DE LANGE 19E EEUW (H1-H8): 1789-1914
HOOFDSTUK 1: DE FRANSE REVOLUTIE
INLEIDING
Franse Revolutie relativeren
Dit was niet de enige Revolutie, er was al een eerdere Amerikaanse Revolutie. Dat we naar de
Franse Revolutie kijken als keerpunt heeft er mee te maken dat Frankrijk de wereldmacht is op het
einde van de 18de eeuw en Amerika toebehoort aan de periferie.
Een tweede reden om dit te relativeren is dat deze Revolutie ook kan gezien worden als een
starpunt van een proces die zich gaat aftekenen in de gehele westerse wereld, een soort breed
maatschappelijk veranderingsproces dat start aan het eind van de 18e eeuw en dat eigenlijk de
gehele lange 19de eeuw tot aan de Eerste Wereldoorlog Europa verandert, in heel diverse scenario’s,
naar een samenleving van moderne natiestaten. Dan is de Franse Revolutie wel het startpunt maar
zie je dus natuurlijk dat deze Revolutie ook kan gedefinieerd worden als een breed
omvormingsproces in Europa en via de kolonisering ook mondiaal doorgezet in de hele wereld.
Veranderingsproces lange 19e eeuw
De ijkpunten, belangrijke aspecten van dat omvormingsproces zijn het gegeven dat de
standenmaatschappij evolueert naar een maatschappij van theoretisch gelijke burgers. Het idee dat
je in een stand geboren wordt en dat jouw leven bepaald, dat verandert naar een maatschappij waar
in principe voor de wet iedereen een gelijke burger is. Bijvoorbeeld door dezelfde rechtbank worden
veroordeeld. Dit begrip van ‘gelijke burgers’ kunnen we relativeren aangezien alleen maar mannen
het voor het zeggen hadden, je moest grondbezit hebben in het censitair kiesstelsel en er was nog
slavernij. Dit was ook in de Verenigde Staten zo, maar tegelijk bleven zij tot in de jaren 60 een
slavenmaatschappij.
Ook als tweede ijkpunt is het vervangen van soevereine vorsten door soevereine naties. Het is
niet meer de vorst die soeverein is, de vorst is niet meer de drager van de macht maar er is
volkssoevereiniteit, het volk zal de drager van de macht zijn. Dit via een systeem dat we het
parlementaire systeem noemen. Dus gaan we van dynastische staten, waar de dynastie die staten
bepaalt en ook de grenzen van de staten bepaald evolueren naar natiestaten, waar dus het volk voor
de staat bepaald en waardoor het nationalisme een heel belangrijke politieke kracht wordt en
waardoor ook multinationale staten in de problemen zullen raken.
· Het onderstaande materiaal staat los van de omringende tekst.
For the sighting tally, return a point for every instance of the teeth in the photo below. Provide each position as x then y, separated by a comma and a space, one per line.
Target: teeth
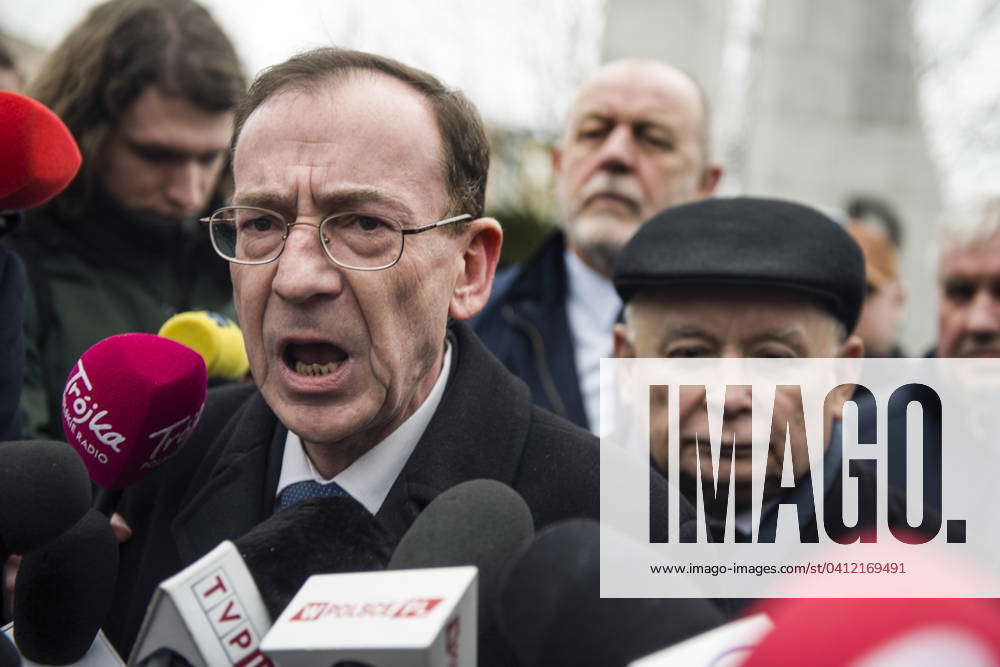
316, 370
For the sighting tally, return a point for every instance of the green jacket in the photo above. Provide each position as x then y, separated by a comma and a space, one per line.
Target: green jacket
107, 272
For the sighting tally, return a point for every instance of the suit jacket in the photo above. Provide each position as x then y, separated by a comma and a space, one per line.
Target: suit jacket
525, 324
11, 344
223, 481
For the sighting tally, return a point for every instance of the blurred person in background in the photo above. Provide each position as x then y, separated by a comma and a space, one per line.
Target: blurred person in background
969, 282
636, 141
885, 301
148, 88
10, 77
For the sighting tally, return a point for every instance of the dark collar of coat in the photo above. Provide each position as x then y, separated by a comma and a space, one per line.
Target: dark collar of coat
478, 431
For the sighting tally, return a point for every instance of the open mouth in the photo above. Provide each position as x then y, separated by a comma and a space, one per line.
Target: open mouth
314, 359
612, 197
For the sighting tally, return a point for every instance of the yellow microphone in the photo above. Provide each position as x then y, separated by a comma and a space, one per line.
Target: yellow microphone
215, 337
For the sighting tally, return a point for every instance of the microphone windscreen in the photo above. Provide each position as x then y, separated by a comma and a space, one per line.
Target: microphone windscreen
323, 535
40, 157
481, 522
9, 657
63, 592
129, 404
551, 613
215, 337
44, 490
916, 632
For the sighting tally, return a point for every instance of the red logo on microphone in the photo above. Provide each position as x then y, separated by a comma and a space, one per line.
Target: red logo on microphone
415, 608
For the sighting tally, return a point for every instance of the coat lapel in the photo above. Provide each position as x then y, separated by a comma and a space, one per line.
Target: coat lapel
478, 431
239, 491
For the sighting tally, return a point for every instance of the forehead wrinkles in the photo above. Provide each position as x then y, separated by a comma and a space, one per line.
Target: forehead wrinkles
363, 132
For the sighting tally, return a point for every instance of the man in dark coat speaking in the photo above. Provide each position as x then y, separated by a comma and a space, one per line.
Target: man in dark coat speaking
356, 238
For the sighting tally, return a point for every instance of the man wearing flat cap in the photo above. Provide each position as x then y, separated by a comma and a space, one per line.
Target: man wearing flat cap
745, 278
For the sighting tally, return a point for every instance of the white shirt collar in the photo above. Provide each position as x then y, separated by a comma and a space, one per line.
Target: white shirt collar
592, 294
592, 306
369, 478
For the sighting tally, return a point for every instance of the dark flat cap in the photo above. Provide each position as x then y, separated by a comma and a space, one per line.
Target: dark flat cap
747, 241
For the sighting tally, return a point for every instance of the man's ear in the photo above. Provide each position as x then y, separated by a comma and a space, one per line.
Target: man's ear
710, 177
623, 348
478, 263
555, 157
852, 348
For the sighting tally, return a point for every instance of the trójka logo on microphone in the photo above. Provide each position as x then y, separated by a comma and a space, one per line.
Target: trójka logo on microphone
82, 412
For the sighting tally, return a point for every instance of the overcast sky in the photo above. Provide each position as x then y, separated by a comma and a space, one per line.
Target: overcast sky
521, 60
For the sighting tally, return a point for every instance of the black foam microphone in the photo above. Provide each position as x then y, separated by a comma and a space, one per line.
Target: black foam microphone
9, 657
44, 490
323, 535
63, 592
481, 522
225, 602
550, 611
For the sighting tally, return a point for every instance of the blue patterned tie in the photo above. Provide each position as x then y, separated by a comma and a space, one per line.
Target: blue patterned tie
293, 493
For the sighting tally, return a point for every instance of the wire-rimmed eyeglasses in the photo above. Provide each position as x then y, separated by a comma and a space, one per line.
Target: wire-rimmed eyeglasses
352, 240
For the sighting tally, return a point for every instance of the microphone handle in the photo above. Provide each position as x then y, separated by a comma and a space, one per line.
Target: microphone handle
106, 501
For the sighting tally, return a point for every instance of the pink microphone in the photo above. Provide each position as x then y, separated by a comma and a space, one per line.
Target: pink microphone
129, 404
870, 632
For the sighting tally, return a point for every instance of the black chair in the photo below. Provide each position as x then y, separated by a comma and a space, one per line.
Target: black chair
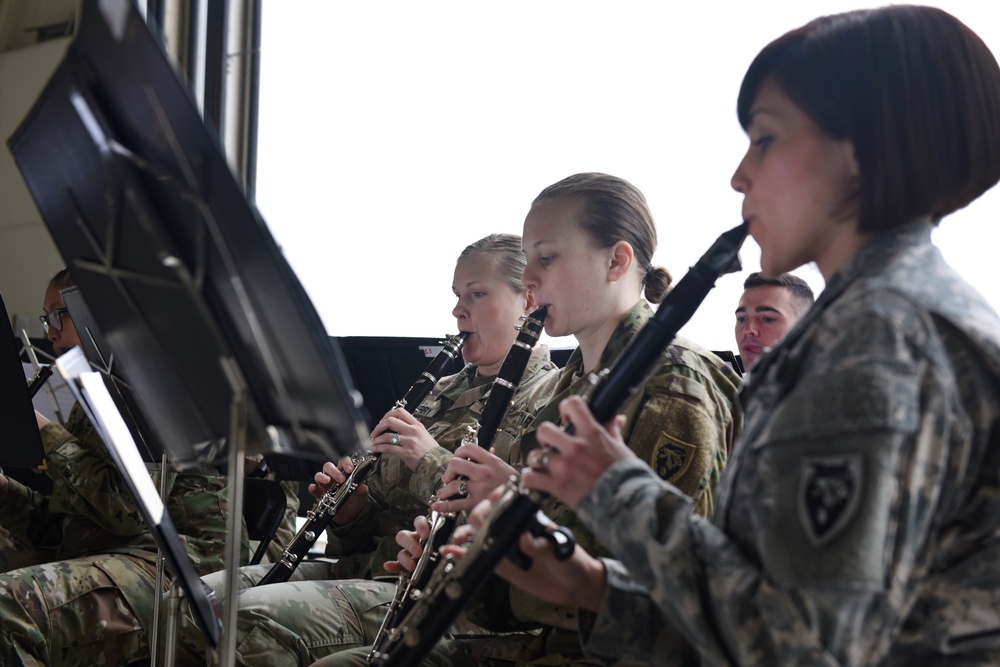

In het ancien régime is de
multinationale staat eigenlijk de regel, het is de dynastie die de staat samenhoud, maar dit wordt een
probleem in een wereld van natiestaten.
Een derde ijkpunt is dat we de vervanging krijgen van een politiek institutioneel systeem
gebaseerd op van oudsher gegroeide particuliere vrijheden, privileges en gebruiken die worden
vervangen door een geünificeerde nationale staatsbureaucratie. Dat heeft effect op zeer
uiteenlopende zaken (afschaffing van lokale meeteenheden, afschaffing van lokale belastingen,
wetgevingen, rechtspraak en die te vervangen door nationale bureaucratieën), dit hangt natuurlijk
samen met het ontwikkelen van zogezegde natiestaten.
1
, Heel belangrijk is dat die drie ijkpunten van die fundamentele omvorming wat we het einde van
het Ancien Régime en het begin van de politieke moderniteit noemen is dat die samenlopen van een
heel belangrijke sociaal-economische evolutie. Namelijk de vervanging van een economie die voor
het grootste deel steunt op landbouw en in mindere mate op handel naar een economie die steunt
op industrie en handel. De fameuze industriële (r)evolutie loopt eigenlijk parallel met die politieke
veranderingen als gevolg van de Franse Revolutie.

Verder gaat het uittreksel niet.